The complainants believed that the electricity infrastructure, on Ms A’s land, was owned by TasNetworks.  TasNetworks insisted the first two poles were private and owned by Ms A and the third pole, with the transformer, was owned by it.

Ms A could not produce any evidence to support her claim that TasNetworks owned the infrastructure.

This issue has been raised with me over a number of years.  The ownership of, and responsibility for, electricity infrastructure on private land is not clear, particularly to landowners.   There appears to be little information available to determine just what arrangements were in place at the time the infrastructure was installed in the days long before TasNetworks became the responsible entity.

Access to private electricity infrastructure - all hands are tied! - TasNetworks

Mr H submitted a complaint to me after he was advised by TasNetworks that it could not access his neighbour’s property to undertake repairs to the electricity infrastructure connecting his rural residence.

The connection to Mr H’s property is by way of three poles on his neighbour’s property.   The first pole is a transformer pole, owned by TasNetworks, which also connects the neighbour’s residence. The next two poles are solely to facilitate the connection to Mr H’s property and, as such, TasNetworks consider him responsible for the maintenance of those poles and associated conductors.

A part of the infrastructure connecting Mr H was condemned and required attention, but his neighbour would not allow access to his land to make repairs.  The neighbour could not deny supply to Mr H, but TasNetworks, or a private contractor, could not demand access to the private infrastructure if the neighbour refused it.

The dispute was clearly a private one and outside my jurisdiction to investigate.  It was a matter for Mr H to arrange access to his neighbour’s land and I accept that TasNetworks was not in a position to demand access. This matter had a significant impact on Mr H as any alternative route of supply would be very expensive for him.

As the impasse dragged on, the electricity supply to Mr H was eventually disconnected and remained disconnected for some time.  This is one of a number of examples of the frustration caused to rural electricity consumers in Tasmania with the uncertainty that exists around the ownership of, and responsibility for, private electricity infrastructure.

High bill disputed - Aurora Energy

Mr F approached my office as he believed his Aurora Energy electricity accounts were excessive.   He asserted that his family had minimal electrical appliances and was very cautious in its use of electricity.

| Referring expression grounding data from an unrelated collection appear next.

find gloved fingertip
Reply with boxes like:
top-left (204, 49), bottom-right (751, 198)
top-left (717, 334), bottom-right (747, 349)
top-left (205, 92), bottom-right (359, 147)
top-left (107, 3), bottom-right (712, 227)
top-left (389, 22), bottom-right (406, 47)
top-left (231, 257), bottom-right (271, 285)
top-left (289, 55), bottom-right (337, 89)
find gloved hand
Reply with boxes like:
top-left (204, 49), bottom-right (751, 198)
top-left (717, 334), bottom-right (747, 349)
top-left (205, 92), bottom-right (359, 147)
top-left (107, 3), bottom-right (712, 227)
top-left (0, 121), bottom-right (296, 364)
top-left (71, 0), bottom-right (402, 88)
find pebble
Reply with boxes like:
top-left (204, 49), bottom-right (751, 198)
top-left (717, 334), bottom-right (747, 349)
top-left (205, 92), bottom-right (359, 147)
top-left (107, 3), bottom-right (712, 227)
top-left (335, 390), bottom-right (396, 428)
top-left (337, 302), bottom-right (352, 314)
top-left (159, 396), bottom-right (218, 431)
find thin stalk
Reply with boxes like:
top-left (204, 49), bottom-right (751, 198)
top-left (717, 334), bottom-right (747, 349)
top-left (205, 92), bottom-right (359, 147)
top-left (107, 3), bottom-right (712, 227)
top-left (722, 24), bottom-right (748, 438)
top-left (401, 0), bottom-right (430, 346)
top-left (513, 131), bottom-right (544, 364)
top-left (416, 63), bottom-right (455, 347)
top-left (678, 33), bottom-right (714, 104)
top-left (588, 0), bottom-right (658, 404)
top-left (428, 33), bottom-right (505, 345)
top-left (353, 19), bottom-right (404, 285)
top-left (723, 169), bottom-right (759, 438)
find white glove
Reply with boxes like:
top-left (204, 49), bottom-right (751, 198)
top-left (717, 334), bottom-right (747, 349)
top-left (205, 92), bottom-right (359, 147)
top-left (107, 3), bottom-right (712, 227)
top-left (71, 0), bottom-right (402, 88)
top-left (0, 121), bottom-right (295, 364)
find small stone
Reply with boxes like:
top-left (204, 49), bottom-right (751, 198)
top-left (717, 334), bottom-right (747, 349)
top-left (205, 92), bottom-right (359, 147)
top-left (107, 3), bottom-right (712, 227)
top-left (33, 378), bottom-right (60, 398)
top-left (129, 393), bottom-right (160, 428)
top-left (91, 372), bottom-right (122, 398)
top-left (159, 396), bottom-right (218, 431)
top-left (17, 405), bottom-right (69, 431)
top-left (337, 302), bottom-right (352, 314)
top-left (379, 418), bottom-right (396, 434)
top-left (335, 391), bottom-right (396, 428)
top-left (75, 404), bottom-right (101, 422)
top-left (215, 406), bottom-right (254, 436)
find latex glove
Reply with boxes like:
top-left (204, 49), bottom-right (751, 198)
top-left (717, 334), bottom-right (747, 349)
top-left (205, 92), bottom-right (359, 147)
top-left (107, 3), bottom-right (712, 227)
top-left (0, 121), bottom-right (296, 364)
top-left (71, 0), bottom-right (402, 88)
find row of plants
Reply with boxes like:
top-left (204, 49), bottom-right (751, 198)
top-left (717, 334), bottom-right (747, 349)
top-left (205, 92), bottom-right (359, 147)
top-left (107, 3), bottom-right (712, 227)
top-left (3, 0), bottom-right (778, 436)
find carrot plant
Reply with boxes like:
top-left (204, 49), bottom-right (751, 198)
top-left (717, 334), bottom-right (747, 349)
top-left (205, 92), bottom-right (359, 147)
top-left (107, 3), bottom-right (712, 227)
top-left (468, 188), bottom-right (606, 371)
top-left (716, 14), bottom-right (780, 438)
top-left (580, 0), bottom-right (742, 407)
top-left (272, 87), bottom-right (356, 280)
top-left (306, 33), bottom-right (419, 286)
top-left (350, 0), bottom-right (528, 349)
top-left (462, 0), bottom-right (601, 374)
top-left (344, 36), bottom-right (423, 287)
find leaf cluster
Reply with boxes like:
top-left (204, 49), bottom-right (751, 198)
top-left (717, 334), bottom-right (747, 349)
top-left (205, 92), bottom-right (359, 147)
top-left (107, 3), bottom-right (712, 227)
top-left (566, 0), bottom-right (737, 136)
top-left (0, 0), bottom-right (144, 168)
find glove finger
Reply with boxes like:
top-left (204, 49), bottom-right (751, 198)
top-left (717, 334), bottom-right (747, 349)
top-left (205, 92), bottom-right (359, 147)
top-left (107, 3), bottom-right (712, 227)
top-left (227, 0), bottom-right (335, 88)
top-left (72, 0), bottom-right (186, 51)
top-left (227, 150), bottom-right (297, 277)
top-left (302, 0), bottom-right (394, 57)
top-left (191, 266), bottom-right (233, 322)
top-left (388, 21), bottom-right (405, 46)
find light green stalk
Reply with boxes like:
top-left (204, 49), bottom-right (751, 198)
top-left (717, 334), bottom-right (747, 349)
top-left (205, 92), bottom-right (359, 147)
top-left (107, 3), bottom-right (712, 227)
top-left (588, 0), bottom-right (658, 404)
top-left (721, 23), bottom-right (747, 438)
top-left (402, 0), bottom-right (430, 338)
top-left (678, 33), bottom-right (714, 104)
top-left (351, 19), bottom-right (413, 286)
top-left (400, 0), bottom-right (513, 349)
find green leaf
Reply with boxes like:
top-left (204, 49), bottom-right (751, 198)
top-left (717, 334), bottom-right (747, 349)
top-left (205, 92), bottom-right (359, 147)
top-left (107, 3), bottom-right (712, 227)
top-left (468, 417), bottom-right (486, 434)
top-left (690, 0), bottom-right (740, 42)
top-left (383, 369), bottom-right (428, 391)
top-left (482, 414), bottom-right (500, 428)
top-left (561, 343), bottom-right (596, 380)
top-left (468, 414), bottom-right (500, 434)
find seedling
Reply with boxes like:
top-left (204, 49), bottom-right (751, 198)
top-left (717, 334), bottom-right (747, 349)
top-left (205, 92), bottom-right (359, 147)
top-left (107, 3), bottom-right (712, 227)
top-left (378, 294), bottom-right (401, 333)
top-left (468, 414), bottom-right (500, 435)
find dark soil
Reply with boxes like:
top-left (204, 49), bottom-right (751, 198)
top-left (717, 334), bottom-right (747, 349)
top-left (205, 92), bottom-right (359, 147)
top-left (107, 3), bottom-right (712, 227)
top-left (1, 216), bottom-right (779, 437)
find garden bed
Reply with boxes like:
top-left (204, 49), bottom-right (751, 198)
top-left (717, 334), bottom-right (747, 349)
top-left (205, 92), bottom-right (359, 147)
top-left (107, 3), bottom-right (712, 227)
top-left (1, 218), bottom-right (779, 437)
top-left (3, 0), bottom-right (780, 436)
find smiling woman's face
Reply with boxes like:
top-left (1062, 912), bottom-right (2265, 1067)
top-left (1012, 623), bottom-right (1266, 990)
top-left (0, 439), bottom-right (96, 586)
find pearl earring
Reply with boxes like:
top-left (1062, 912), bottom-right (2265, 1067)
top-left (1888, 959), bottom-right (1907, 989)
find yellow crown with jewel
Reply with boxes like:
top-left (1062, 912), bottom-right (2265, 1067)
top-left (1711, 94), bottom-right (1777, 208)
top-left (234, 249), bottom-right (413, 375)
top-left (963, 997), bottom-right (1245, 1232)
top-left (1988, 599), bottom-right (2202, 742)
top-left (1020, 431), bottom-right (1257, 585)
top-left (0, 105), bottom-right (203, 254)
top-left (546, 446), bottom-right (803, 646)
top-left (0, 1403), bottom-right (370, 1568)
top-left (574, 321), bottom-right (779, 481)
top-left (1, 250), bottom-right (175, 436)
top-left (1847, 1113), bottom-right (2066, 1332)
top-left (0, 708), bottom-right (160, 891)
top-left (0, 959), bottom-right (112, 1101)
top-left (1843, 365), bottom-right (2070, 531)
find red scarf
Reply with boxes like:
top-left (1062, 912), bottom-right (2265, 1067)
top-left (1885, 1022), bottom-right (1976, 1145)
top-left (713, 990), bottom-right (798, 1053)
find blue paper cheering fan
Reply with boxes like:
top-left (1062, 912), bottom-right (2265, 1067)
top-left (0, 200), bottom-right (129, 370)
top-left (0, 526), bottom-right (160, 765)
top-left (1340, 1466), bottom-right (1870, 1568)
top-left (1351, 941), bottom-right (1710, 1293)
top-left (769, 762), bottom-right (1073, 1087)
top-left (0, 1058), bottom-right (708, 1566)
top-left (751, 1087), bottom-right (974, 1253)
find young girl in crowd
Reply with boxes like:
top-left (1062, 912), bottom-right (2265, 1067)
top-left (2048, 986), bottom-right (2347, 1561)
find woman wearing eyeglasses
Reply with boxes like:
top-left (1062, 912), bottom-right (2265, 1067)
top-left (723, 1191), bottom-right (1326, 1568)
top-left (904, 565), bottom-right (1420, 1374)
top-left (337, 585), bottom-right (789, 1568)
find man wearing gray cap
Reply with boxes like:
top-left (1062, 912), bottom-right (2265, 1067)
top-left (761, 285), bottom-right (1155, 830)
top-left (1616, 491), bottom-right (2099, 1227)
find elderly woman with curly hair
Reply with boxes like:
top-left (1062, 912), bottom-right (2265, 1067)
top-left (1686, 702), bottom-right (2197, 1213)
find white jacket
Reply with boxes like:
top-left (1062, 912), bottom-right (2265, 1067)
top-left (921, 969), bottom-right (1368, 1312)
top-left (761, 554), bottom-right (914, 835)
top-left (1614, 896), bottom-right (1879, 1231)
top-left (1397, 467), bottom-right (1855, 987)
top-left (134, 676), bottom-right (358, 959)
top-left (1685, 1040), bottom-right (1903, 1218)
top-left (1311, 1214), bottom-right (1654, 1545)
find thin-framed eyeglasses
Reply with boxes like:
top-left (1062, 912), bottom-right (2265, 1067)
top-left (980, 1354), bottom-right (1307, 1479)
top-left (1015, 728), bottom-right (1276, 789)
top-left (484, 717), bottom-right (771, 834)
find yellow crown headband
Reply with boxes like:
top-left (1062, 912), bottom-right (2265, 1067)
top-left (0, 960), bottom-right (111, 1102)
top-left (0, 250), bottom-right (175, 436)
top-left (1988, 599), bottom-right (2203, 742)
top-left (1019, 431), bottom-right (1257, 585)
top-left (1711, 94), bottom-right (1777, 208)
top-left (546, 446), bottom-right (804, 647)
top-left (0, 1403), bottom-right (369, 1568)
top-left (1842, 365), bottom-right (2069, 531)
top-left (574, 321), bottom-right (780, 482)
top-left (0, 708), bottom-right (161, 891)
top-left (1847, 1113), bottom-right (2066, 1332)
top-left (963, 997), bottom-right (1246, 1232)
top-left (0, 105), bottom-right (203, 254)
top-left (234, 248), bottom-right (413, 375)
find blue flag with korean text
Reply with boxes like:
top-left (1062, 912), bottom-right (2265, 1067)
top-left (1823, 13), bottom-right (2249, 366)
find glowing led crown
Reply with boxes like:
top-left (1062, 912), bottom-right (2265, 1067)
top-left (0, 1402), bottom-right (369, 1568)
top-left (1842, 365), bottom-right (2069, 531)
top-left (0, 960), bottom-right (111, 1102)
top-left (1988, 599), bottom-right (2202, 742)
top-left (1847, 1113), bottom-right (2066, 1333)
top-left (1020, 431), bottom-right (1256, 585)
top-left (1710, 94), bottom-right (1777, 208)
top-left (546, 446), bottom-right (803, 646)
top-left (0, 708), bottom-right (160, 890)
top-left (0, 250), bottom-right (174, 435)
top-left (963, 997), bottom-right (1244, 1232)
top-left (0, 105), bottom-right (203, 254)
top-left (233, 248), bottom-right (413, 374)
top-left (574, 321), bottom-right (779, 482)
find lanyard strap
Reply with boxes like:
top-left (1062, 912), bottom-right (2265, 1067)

My IO obtained details of conversations between Aurora Energy and Mr F together with a table of consumption from the time Mr F moved in to the residence.

The table of consumption demonstrated very high consumption on tariff 31 (tenant light & power) with clear seasonal fluctuations. Consumption on tariff 41 (residential space heating & hot water) was quite high but consistent.   The charge for energy under tariff 31 is higher than tariff 41.

Mr F had informed Aurora Energy that he had until very recently, utilised plug-in heating wired to tariff 31 but had now installed a heat pump wired to tariff 41.   For the period following the instillation of the heat pump, the tariff 31 consumption had fallen significantly and tariff 41 charges had risen, reflecting the change from plug-in to wired-in heating.

My officer was able to provide a detailed explanation to Mr F about the impact of each of the tariffs on his energy bills and how he could now expect his accounts to reduce if he no longer relied on plug-in heating.